Options, which give holders the right but not the obligation
to buy or sell shares at a predetermined price within a certain
period, offer investors a low-cost way to gain exposure to a
company's stock and to express their views on short-term price
moves and longer-term positioning.
They usually list within days of the stock's debut. SpaceX
opened at $150 on Friday, up from its $135 IPO price, and was
trading around $172 in afternoon activity, making it the
sixth-largest U.S. company by market value at more than $2
trillion.
EXPECT UPS AND DOWNS
If SpaceX behaves anything like the shares of Elon Musk's
electric vehicle company Tesla, it will be more volatile than
the average stock, driving options activity.

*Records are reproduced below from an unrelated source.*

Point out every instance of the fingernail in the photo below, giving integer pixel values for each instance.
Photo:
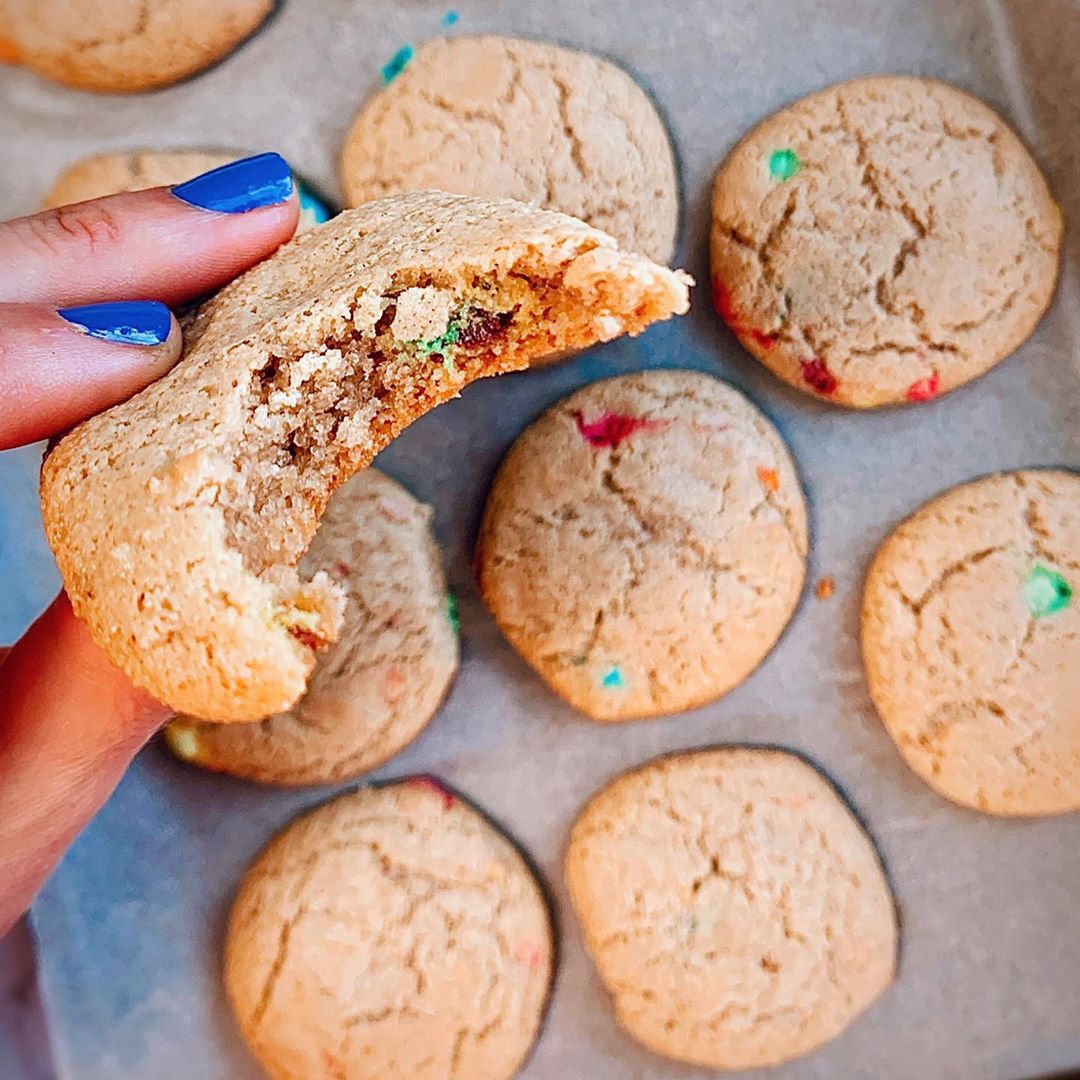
(248, 184)
(129, 322)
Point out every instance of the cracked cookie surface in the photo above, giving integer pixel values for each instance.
(971, 639)
(494, 116)
(379, 685)
(882, 241)
(644, 543)
(392, 932)
(734, 908)
(125, 45)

Tesla's five-year beta - a measure of volatility - is 1.81,
according to LSEG data, where a reading of 1 means a stock's
volatility is in line with the market.
"I think we're going to see a lot of volatility in the
underlying stock," said Seth Hickle, chief investment officer at
Mindset Wealth Management, adding that implied volatility in
options could be "very high".
Investors expect activity to build around key events, including
the company's first quarterly report as a public entity and
potential major equity index inclusions. Nasdaq has already
adjusted its rules to ease SpaceX's entry into the Nasdaq 100.
MSCI said it will apply early inclusion rules for large IPOs,
while S&P Global has ruled out fast-track inclusion into the
broad-market S&P 500.
"We have been asked the question, 'What day will the options
be listed?' more times than any IPO I can remember," said Chris
Murphy, co-head of derivatives strategy at Susquehanna, a market
maker.
Skeptics can also use options to express bearish views without
the risk of shorting SpaceX shares outright, although it will
not be cheap.
"With a short, your risk is theoretically unlimited, your
borrow costs can be punishing, and in a thin float like SPCX's,
a short squeeze can wipe you out before you're ever proven right
on the fundamentals," said Luke Lango, chief technology analyst
at financial research firm InvestorPlace.